FDA has approved low-dose paroxetine capsules (Brisdelle, Noven Pharmaceuticals), 7.5 mg/day, for the treatment of moderate to severe vasomotor symptoms (VMS) associated with menopause, also referred to as hot flashes and night sweats.

 

 

FDA has approved low-dose paroxetine capsules (Brisdelle, Noven Pharmaceuticals), 7.5 mg/day, for the treatment of moderate to severe vasomotor symptoms (VMS) associated with menopause, also referred to as hot flashes and night sweats.

Prior to the approval of Brisdelle, hormone therapy was the only FDA-approved treatment for VMS. Hot flashes associated with menopause occur in up to 75% of women and can persist for up to 5 years, or even longer in some women.
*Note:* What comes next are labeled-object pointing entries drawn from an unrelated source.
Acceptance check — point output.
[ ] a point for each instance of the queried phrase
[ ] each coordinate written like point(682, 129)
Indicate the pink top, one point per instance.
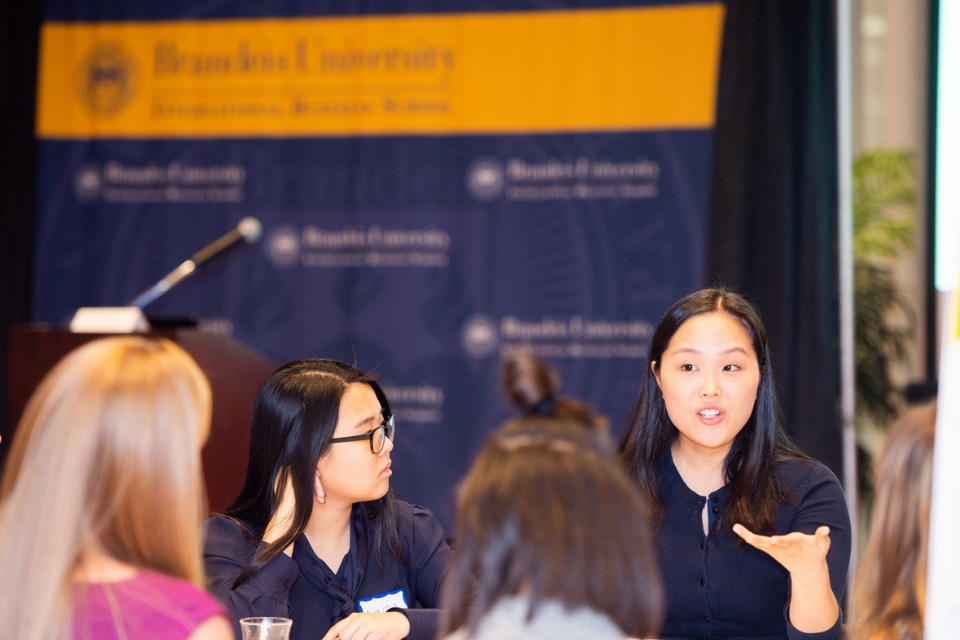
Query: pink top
point(149, 606)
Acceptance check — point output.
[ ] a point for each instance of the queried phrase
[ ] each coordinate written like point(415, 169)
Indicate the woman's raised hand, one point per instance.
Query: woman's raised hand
point(813, 607)
point(371, 626)
point(283, 517)
point(804, 556)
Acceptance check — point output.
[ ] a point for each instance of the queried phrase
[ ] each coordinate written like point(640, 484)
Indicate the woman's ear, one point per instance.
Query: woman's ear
point(318, 488)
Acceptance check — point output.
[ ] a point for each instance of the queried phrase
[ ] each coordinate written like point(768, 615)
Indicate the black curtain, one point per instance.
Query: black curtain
point(19, 31)
point(773, 220)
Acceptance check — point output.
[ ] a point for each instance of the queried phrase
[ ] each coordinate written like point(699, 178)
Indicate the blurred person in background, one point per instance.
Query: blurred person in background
point(101, 501)
point(552, 541)
point(890, 590)
point(533, 388)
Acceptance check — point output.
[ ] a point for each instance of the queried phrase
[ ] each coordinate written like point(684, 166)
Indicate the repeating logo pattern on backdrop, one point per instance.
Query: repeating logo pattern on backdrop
point(107, 79)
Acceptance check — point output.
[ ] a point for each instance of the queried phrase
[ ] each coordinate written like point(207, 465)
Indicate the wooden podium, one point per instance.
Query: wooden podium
point(235, 373)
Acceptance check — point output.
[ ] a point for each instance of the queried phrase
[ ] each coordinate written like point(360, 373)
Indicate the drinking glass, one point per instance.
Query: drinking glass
point(265, 628)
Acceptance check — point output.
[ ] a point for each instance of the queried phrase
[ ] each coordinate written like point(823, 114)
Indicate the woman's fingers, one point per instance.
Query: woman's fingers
point(795, 551)
point(370, 626)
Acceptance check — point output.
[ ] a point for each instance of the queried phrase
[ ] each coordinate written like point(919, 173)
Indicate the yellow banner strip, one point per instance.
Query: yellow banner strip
point(552, 71)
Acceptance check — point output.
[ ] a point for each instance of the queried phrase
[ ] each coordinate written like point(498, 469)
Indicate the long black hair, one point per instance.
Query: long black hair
point(546, 513)
point(750, 465)
point(294, 418)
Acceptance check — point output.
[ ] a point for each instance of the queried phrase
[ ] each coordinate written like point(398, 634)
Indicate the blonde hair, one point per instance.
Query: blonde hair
point(106, 457)
point(890, 590)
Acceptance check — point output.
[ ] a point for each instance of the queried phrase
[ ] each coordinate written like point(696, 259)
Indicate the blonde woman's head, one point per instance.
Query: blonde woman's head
point(106, 458)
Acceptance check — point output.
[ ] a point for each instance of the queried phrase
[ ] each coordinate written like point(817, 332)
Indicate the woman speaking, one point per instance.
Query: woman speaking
point(315, 534)
point(753, 538)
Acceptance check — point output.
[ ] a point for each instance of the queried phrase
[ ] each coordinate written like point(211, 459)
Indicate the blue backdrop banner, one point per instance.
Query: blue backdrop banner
point(433, 197)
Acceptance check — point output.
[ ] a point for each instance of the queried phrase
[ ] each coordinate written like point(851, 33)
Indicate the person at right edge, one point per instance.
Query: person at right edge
point(752, 537)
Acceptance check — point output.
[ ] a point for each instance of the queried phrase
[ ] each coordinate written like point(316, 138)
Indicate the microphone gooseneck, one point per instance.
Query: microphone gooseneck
point(249, 229)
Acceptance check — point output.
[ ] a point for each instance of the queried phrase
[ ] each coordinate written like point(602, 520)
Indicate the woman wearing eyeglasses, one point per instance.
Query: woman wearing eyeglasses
point(316, 535)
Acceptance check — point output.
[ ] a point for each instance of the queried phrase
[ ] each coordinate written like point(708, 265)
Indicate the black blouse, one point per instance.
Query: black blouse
point(304, 589)
point(720, 587)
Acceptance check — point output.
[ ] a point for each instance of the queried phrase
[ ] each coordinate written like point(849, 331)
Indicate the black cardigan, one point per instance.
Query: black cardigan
point(720, 587)
point(279, 590)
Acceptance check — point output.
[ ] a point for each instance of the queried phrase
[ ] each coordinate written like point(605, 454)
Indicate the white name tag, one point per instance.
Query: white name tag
point(384, 602)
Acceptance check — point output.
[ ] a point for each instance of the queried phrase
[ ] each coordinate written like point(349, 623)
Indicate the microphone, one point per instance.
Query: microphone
point(249, 229)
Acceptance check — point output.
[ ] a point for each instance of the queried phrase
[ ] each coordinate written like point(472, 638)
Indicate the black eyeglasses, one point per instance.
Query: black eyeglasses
point(377, 437)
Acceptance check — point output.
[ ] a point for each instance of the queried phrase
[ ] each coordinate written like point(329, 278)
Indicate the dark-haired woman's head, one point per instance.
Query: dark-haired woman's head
point(709, 385)
point(891, 584)
point(310, 429)
point(533, 388)
point(545, 513)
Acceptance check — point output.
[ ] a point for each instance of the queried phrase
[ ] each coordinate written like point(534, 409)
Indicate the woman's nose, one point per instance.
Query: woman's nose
point(709, 388)
point(387, 445)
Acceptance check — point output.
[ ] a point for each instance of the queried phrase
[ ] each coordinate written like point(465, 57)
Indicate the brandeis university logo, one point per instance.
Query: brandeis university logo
point(107, 79)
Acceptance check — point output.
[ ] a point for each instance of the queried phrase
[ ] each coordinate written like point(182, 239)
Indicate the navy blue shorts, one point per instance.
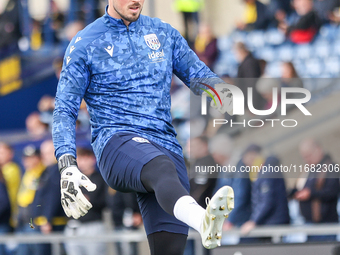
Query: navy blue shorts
point(121, 164)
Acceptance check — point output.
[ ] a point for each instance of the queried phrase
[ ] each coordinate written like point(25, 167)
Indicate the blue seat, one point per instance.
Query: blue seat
point(332, 66)
point(285, 52)
point(314, 67)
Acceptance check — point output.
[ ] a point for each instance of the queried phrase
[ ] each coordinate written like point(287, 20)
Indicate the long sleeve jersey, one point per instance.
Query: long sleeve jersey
point(124, 74)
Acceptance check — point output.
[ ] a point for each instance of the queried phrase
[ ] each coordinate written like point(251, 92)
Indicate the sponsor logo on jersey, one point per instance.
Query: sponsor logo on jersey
point(152, 41)
point(68, 59)
point(140, 140)
point(72, 49)
point(78, 39)
point(109, 49)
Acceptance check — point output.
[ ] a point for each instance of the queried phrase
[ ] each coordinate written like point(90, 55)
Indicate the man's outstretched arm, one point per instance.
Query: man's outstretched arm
point(72, 85)
point(197, 76)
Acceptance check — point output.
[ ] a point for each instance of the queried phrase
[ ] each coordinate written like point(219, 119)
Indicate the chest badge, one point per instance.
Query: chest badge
point(152, 41)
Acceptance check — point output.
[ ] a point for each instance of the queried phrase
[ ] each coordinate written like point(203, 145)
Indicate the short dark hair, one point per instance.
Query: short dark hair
point(82, 151)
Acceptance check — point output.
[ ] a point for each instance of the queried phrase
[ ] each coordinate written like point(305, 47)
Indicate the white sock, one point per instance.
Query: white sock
point(188, 211)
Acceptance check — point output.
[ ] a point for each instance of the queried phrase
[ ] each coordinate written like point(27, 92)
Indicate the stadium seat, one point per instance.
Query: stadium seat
point(332, 66)
point(266, 53)
point(285, 52)
point(303, 51)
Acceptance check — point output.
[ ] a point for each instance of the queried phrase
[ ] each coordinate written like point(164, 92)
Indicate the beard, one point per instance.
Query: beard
point(133, 17)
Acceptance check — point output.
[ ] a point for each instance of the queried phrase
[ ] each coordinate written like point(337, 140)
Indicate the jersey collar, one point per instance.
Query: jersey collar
point(118, 23)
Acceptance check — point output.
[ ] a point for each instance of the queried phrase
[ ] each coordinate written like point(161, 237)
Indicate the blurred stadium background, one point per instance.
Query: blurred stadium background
point(284, 41)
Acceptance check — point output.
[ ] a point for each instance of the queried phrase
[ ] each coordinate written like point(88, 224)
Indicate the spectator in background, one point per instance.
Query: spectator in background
point(202, 183)
point(35, 128)
point(92, 223)
point(5, 212)
point(303, 25)
point(34, 170)
point(319, 195)
point(255, 16)
point(249, 68)
point(278, 11)
point(290, 78)
point(335, 16)
point(48, 215)
point(124, 205)
point(206, 46)
point(190, 11)
point(269, 200)
point(12, 176)
point(265, 87)
point(72, 29)
point(325, 9)
point(9, 25)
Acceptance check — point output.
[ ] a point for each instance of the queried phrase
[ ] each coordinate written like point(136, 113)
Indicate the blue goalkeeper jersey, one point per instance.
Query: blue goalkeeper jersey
point(124, 75)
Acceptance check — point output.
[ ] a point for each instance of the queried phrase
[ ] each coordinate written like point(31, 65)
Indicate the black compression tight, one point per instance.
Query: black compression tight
point(166, 243)
point(160, 176)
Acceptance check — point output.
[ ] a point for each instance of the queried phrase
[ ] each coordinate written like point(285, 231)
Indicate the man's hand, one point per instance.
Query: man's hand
point(226, 97)
point(72, 199)
point(247, 227)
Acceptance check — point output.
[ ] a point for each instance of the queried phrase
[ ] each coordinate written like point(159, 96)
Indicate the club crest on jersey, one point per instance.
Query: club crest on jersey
point(152, 41)
point(140, 140)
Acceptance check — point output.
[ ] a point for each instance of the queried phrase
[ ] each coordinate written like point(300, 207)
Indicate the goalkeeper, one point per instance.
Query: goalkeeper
point(122, 65)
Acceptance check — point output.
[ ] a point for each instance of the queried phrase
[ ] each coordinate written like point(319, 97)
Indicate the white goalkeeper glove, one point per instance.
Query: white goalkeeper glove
point(73, 201)
point(226, 98)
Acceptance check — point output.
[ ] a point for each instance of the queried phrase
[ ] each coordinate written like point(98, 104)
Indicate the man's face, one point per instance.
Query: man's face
point(128, 10)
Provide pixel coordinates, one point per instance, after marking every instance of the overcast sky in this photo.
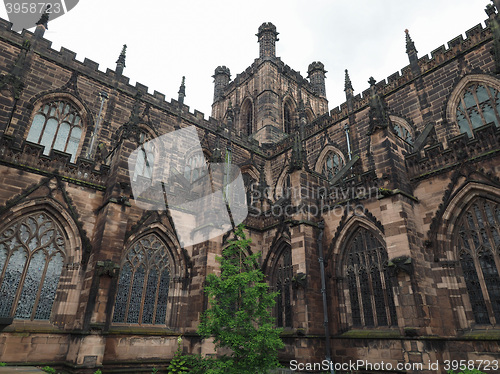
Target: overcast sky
(168, 39)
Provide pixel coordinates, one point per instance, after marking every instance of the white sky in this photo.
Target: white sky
(168, 39)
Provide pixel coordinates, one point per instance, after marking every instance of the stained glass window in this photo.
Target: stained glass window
(144, 283)
(145, 157)
(369, 288)
(195, 167)
(287, 119)
(479, 105)
(57, 125)
(332, 165)
(283, 283)
(403, 132)
(32, 251)
(247, 117)
(478, 243)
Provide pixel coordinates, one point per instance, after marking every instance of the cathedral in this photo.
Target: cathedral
(378, 221)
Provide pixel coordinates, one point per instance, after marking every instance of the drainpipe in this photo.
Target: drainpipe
(321, 226)
(346, 128)
(90, 150)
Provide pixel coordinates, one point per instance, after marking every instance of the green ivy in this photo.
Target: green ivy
(239, 317)
(178, 362)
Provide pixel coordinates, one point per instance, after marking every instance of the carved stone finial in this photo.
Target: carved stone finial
(182, 91)
(347, 83)
(120, 63)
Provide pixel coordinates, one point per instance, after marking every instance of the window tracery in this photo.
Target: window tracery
(283, 273)
(478, 105)
(144, 283)
(369, 286)
(478, 244)
(57, 125)
(332, 164)
(32, 252)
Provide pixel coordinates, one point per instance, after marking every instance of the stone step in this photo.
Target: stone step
(19, 369)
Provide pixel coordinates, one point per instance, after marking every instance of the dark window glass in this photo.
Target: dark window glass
(371, 300)
(57, 125)
(32, 253)
(142, 294)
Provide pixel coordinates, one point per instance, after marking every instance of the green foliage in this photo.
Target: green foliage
(239, 317)
(178, 362)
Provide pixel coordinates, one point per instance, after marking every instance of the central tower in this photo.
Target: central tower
(268, 97)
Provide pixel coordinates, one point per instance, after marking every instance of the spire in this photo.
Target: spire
(379, 118)
(316, 74)
(268, 36)
(182, 91)
(348, 83)
(497, 4)
(349, 91)
(230, 116)
(120, 63)
(222, 76)
(495, 28)
(42, 24)
(411, 51)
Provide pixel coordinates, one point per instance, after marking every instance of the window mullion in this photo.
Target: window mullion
(40, 286)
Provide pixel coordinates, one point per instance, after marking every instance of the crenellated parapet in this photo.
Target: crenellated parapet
(458, 46)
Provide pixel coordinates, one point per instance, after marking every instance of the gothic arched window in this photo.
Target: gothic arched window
(332, 165)
(145, 157)
(144, 283)
(32, 252)
(247, 117)
(478, 243)
(57, 125)
(479, 104)
(369, 287)
(283, 284)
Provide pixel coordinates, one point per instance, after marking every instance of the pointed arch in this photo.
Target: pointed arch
(365, 286)
(280, 277)
(40, 256)
(150, 279)
(59, 121)
(474, 102)
(470, 238)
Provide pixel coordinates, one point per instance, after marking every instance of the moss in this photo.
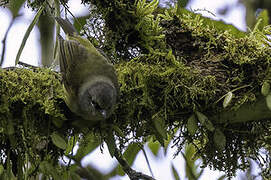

“The approval of Brisdelle provides an alternative treatment for hot flashes, which can affect a large percentage of women who experience menopause,”said Abimbola Farinde, PharmD, MS, clinical staff pharmacists at Clear Lake Regional Medical Center, Webster, Texas. “The controlled-release form of  Paxil already has an FDA-approved indication for premenstrual dysphoric disorder, so it is not surprising that it has garnered the indication for hot flashes associated with menopause as well. For some women who are opposed to taken estrogen or estrogen- and progestin- containing hormone replacement therapies, paroxetine may help to alleviate the discomfort that can be associated with hot flashes.”

Brisdelle’s safety and effectiveness were established in 2 randomized, double-blind, placebo-controlled studies in a total of 1,175 postmenopausal women with moderate to severe hot flashes (a minimum of 7 to 8 per day or 50 to 60 per week). The treatment period lasted 12 weeks in 1 study and 24 weeks in the other study. The results showed that Brisdelle reduced hot flashes compared to placebo. The mechanism by which Brisdelle reduces hot flashes is unknown. Headache, fatigue, and nausea/vomiting were the most common side effects in patients treated with Brisdelle. Nausea occurred primarily within the first 4 weeks of treatment and fatigue occurred primarily within the first week of treatment, and decreased in frequency with continued therapy.

Brisdelle contains 7.5 mg of paroxetine and is dosed once daily at bedtime. Other medications such as Paxil and Pexeva contain higher doses of paroxetine and are approved for treating conditions such as major depressive disorder, obsessive-compulsive disorder, panic disorder, and generalized anxiety disorder.

All medications that are approved for treating depression, including Paxil and Pexeva, have a Boxed Warning about an increased risk of suicide in children and young adults. Because Brisdelle contains the same active ingredient as Paxil and Pexeva, a Boxed Warning about suicidality is included in the Brisdelle label. Additional labeled warnings include a possible reduction in the effectiveness of tamoxifen if both medications are used together, an increased risk of bleeding, and a risk of developing serotonin syndrome (signs and symptoms can include confusion, rapid heart rate, and high blood pressure). Consumers and healthcare professionals are encouraged to report adverse reactions from the use of Brisdelle to FDA’s MedWatch Adverse Event Reporting program at www.fda.gov/MedWatch or by calling (800) FDA-1088.

Brisdelle will be available in U.S. pharmacies in November 2013.